Media Madness : Public Images of Mental Illness
This work seeks to expose the myths about mental illness and the way it is distorted by the American media. Statistics show that one out of every five people in the US will experience a psychiatric illness. The author of this book attempts to show the many ways in which false views of mental illness, purveyed in the media, shape the ways even the most enlightened of us view the world around us. He argues that inaccuracies about mental illness in newspapers, magazines, movies and books make it clear that this is not merely stereotyping, but rather a pervasive ignorance.
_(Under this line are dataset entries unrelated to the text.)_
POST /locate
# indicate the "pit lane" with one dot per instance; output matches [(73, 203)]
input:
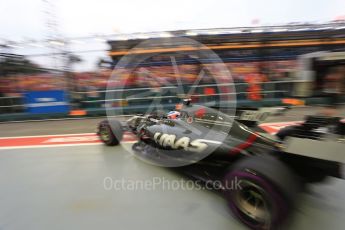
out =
[(62, 187)]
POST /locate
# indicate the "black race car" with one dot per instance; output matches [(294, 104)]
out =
[(219, 149)]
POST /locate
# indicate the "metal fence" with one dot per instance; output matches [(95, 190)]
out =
[(133, 99)]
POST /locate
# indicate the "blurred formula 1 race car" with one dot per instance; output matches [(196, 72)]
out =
[(271, 171)]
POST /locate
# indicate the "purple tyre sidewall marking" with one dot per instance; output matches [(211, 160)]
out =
[(280, 206)]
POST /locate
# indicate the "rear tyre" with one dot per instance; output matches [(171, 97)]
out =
[(110, 133), (266, 193)]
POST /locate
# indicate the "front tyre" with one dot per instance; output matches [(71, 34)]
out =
[(266, 192), (110, 133)]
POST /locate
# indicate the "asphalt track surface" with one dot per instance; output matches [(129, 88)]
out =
[(73, 187)]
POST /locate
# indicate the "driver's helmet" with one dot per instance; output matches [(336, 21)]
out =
[(173, 114)]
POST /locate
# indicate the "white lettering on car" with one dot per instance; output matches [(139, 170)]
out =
[(169, 140)]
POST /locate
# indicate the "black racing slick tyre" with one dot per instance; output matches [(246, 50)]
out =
[(110, 132), (266, 192)]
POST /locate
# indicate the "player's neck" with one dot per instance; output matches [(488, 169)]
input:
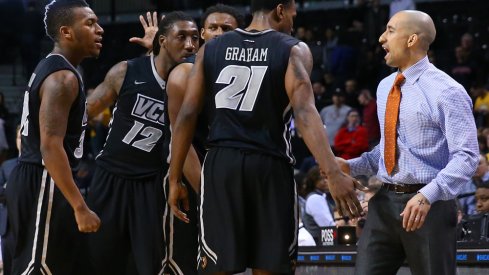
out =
[(72, 58), (260, 22), (163, 65)]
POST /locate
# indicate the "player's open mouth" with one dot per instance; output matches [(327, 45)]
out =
[(98, 42)]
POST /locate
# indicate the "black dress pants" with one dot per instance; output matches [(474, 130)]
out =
[(384, 245)]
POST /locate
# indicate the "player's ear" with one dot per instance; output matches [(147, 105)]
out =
[(202, 31), (280, 11), (162, 39), (65, 32)]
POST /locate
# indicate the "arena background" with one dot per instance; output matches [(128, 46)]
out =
[(23, 43)]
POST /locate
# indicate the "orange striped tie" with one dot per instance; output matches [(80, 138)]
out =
[(391, 117)]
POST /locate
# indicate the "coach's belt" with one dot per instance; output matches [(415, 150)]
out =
[(401, 188)]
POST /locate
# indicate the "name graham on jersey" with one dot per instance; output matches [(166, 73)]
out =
[(246, 54)]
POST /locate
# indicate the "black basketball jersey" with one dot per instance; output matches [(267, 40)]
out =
[(77, 119), (134, 146), (245, 78)]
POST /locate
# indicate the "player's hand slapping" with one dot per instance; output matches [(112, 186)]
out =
[(150, 30), (87, 220), (342, 188), (178, 196), (415, 212)]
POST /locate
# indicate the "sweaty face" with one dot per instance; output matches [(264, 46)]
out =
[(182, 40), (87, 33), (216, 24), (394, 41), (482, 200)]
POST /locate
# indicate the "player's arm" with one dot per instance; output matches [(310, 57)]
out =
[(106, 92), (57, 94), (176, 86), (183, 132), (150, 30), (299, 90)]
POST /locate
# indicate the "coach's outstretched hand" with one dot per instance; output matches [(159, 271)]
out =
[(178, 196), (342, 188), (87, 220)]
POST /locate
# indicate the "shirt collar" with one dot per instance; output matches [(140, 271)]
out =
[(414, 72)]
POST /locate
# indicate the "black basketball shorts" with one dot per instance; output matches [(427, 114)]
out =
[(181, 238), (42, 224), (248, 213), (131, 234)]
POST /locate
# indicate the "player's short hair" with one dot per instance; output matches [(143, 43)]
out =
[(221, 8), (60, 13), (166, 24), (267, 5)]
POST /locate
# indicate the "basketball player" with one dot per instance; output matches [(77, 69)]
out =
[(46, 210), (248, 210), (182, 238), (127, 187)]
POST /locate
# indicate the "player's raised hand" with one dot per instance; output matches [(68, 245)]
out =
[(87, 220), (178, 196), (150, 28)]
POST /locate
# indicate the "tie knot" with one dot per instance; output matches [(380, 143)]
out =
[(399, 79)]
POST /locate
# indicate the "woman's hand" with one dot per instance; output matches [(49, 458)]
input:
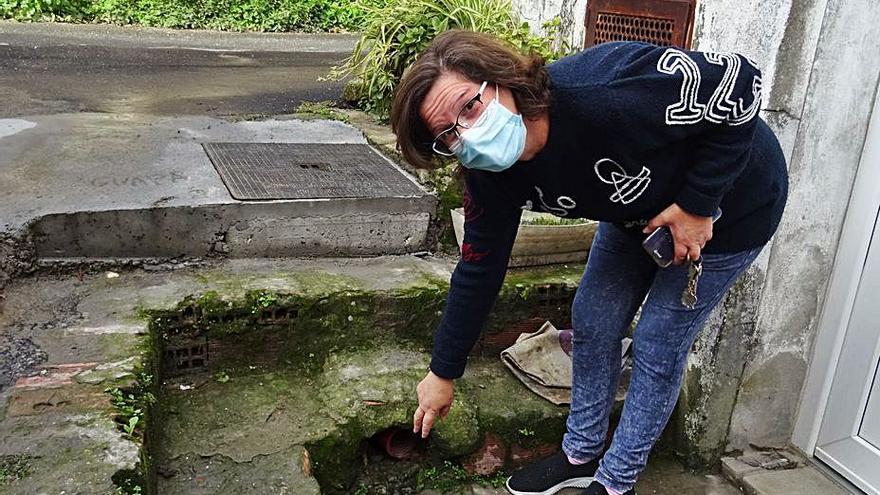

He looks at the media's role in presenting this image.
- Paperback | 242 pages
- 152 x 222 x 14mm | 90.72g
- 31 Oct 1997
- Rutgers University Press
- New Brunswick, NJ, United States
Back cover copy
From Psycho, Silence of the Lambs, Kojak, and Melrose Place, from books, music, cartoons, advertising, and newspapers, we all derive our images of mental illness. These omnipresent media portrayals are at the least insensitive, inaccurate, and unfavorable and at the worst stigmatizing and pernicious. In this important book, Dr. Otto Wahl examines the prevalence, nature, and impact of such depictions, using numerous examples from film, television, and print media. He documents the remarkable frequency of these images and demonstrates how the media has stereotyped the mentally ill through exaggeration, misunderstanding, ridicule, and disrespect. Media Madness also shows the damaging consequences of such stereotypes - stigma, rejection, loss of self-esteem, reluctance to seek, accept, or reveal psychiatric treatment, discrimination, and restriction of opportunity. The forces that shape current images of mental illness are clarified, as are the efforts of organizations and individuals to combat such exploitation.